Verkündet am 23. März 2006, Az: B 11a AL 29/05 R
Der 11a. Senat des Bundessozialgerichts hat auf die mündliche Verhandlung vom 23. März 2006 durch die Vizepräsidentin Dr. Wetzel-Steinwedel, den Richter Dr. Voelzke und die Richterin Dr. Roos sowie die ehrenamtlichen Richter Winnefeld und Rademacher für Recht erkannt:
Tenor:
Auf die Revision des Klägers wird das Urteil des Landessozialgerichts Nordrhein-Westfalen vom 14. März 2005 aufgehoben und der Rechtsstreit zur erneuten Verhandlung und Entscheidung an das Landessozialgericht zurückverwiesen.
Gründe:
Der Kläger begehrt die Zahlung von Insolvenzgeld (Insg) für einen so genannten Varioanteil in Höhe von 7.914,78 Euro.
Der Kläger war als Vertriebsleiter im Außendienst (Abteilungsleiter) der S. E. AG in T. beschäftigt, über deren Vermögen am 27. März 2002 das Insolvenzverfahren eröffnet worden war. Der Kläger beantragte am 24. April 2002 die Gewährung von Insg unter Berücksichtigung eines Varioanteils in Höhe von 7.914,78 Euro sowie bestimmter Spesen.
Zwischen dem Vorstand der S. R. AG (das Berufungsurteil enthält keine Feststellung, ob diese mit dem Arbeitgeber des Klägers identisch ist) und dem Betriebsrat war unter dem 22. Februar 1999 eine Betriebsvereinbarung „variables Vergütungssystem“ geschlossen worden.

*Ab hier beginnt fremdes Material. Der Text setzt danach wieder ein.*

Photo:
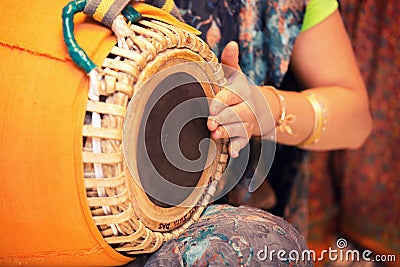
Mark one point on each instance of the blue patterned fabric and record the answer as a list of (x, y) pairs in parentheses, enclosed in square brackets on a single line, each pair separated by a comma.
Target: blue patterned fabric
[(233, 236)]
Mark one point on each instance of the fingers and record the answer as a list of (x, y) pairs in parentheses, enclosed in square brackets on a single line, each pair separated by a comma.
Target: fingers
[(236, 145), (223, 99)]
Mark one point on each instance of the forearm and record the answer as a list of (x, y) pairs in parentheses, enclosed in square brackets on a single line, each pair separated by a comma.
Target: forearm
[(347, 122)]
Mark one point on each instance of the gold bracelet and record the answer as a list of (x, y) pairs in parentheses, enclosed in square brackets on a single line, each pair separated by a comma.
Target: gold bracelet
[(320, 121), (284, 120)]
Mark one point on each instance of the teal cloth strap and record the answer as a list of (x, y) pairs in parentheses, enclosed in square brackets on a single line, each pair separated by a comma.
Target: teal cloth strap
[(76, 53)]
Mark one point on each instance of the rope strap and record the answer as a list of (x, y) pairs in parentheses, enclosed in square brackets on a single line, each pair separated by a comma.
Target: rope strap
[(105, 11)]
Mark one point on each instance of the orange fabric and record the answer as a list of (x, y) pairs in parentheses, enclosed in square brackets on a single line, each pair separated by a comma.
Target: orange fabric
[(149, 11), (45, 216)]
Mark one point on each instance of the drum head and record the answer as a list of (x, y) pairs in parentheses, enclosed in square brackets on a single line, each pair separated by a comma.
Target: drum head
[(167, 145), (150, 166)]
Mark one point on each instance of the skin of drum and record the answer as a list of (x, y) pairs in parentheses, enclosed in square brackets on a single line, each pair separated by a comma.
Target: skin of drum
[(46, 220)]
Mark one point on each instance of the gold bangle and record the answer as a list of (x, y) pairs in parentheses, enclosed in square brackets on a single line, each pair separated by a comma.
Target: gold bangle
[(320, 121), (284, 120)]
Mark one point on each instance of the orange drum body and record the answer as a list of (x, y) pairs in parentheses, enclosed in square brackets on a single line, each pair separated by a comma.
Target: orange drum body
[(63, 203)]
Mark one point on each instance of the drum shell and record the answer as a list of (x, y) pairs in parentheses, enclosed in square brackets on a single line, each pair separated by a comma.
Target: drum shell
[(46, 219)]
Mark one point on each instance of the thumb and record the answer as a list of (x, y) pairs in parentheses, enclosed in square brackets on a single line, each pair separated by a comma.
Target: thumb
[(230, 55)]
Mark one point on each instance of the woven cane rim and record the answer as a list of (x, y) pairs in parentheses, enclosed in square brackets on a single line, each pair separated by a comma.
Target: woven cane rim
[(106, 177)]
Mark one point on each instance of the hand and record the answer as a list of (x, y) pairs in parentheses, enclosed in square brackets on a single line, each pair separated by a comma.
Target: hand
[(233, 109)]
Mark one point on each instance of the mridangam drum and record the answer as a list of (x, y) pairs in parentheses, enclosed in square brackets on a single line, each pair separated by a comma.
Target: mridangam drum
[(129, 218), (155, 68), (93, 204)]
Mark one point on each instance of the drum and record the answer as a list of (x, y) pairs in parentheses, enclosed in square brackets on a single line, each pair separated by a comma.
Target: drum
[(81, 169), (160, 69)]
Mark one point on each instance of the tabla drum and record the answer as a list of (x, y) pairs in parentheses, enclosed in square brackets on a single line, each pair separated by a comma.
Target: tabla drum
[(156, 69)]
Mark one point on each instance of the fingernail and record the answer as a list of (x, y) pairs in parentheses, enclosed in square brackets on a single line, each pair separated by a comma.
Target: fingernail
[(234, 154)]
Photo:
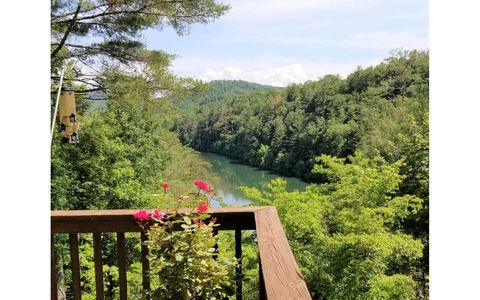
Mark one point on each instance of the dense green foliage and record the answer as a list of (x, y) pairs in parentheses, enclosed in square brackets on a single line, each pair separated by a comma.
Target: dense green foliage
[(362, 233), (285, 131), (88, 35), (347, 235), (220, 91)]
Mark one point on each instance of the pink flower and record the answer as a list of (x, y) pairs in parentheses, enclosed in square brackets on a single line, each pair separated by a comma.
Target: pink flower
[(159, 215), (141, 216), (202, 185), (202, 207)]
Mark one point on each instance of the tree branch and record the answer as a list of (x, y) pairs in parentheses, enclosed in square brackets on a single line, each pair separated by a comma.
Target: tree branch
[(65, 36)]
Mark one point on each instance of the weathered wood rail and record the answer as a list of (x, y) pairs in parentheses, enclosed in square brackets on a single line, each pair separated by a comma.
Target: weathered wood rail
[(280, 277)]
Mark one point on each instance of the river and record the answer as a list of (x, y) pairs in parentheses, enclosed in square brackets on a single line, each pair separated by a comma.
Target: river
[(233, 175)]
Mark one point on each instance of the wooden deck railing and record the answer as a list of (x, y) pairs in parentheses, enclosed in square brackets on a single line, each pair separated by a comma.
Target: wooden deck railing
[(280, 277)]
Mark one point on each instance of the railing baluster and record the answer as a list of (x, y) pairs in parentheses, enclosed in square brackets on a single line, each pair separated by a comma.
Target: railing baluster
[(238, 255), (75, 261), (261, 281), (145, 264), (97, 257), (214, 233), (122, 265), (53, 270)]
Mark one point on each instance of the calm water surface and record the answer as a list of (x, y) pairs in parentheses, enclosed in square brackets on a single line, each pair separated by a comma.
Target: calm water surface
[(233, 175)]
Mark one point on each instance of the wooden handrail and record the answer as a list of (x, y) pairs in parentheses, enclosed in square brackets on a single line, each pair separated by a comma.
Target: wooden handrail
[(280, 277)]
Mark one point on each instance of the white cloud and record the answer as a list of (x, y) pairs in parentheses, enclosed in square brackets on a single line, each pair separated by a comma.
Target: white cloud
[(276, 71), (278, 76)]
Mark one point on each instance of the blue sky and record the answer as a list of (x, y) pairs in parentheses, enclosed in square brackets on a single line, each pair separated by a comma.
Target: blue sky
[(278, 42)]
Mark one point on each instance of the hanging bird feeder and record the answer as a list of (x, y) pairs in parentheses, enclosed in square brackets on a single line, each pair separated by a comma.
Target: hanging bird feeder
[(67, 116)]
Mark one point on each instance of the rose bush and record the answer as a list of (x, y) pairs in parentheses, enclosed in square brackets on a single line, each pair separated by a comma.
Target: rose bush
[(182, 252)]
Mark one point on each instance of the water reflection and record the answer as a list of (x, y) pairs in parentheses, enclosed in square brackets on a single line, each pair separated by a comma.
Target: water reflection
[(233, 175)]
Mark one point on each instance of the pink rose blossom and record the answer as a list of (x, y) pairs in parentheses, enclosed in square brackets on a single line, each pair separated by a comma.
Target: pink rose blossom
[(202, 207), (141, 216), (159, 215)]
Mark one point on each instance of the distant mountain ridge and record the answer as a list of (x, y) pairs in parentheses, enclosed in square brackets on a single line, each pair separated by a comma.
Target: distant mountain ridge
[(223, 90)]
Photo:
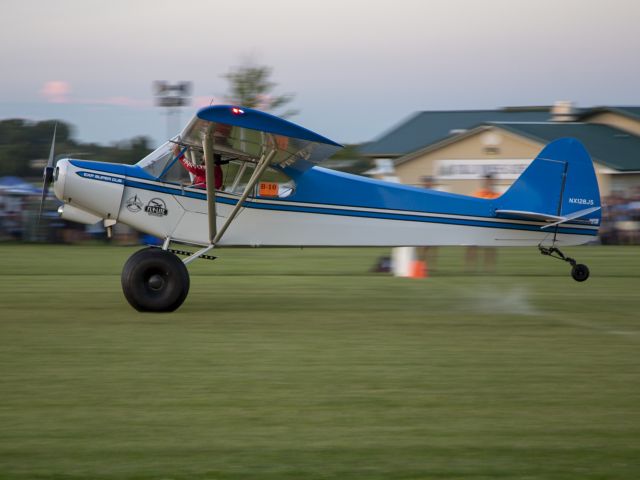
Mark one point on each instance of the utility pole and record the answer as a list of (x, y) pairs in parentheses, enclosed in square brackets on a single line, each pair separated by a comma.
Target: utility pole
[(172, 97)]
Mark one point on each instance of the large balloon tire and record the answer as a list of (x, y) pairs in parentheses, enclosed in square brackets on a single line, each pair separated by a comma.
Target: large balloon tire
[(155, 280), (580, 272)]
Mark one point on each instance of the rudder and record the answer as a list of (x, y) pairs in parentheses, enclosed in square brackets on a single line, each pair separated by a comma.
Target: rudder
[(560, 181)]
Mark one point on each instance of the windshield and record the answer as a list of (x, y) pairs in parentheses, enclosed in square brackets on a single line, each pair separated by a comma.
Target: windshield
[(164, 165)]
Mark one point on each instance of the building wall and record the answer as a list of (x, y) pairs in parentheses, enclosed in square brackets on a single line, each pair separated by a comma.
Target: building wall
[(615, 120), (493, 149)]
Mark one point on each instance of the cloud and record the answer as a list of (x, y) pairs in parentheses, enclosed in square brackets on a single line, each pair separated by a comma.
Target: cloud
[(204, 101), (56, 91)]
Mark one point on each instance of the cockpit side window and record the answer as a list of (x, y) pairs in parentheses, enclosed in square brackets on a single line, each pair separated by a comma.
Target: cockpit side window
[(166, 166)]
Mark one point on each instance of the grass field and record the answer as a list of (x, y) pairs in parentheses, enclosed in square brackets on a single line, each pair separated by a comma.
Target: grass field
[(300, 364)]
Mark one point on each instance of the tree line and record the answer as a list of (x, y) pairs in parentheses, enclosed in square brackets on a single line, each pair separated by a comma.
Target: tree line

In der Vereinbarung heißt es u. a.:
1) Ziele des variablen Vergütungssystems
Mit der durchgeführten Kapitalerhöhung wurde eine wichtige Voraussetzung für die Neuausrichtung der S. R. AG erreicht. Wichtige Ziele der nächsten Jahre sind die Stabilisierung des bisherigen Kerngeschäfts in der klassischen Unterhaltungselektronik sowie die zügige Kommerzialisierung des Lasers.
Zur Erreichung dieser ehrgeizigen Ziele ist der besondere Einsatz aller Mitarbeiter erforderlich. Um diesen Einsatz zu fördern, wird ein variables Vergütungssystem eingeführt. Damit sollen die Mitarbeiter einerseits einen zusätzlichen monetären Anreiz erhalten; andererseits soll durch die konkrete Definition individueller Ziele und deren Verfolgung und Aktualisierung sichergestellt werden, dass die betreffenden Mitarbeiter optimal in den zur Stabilisierung der Unterhaltselektronik erforderlichen Gesamtprozess eingebunden werden.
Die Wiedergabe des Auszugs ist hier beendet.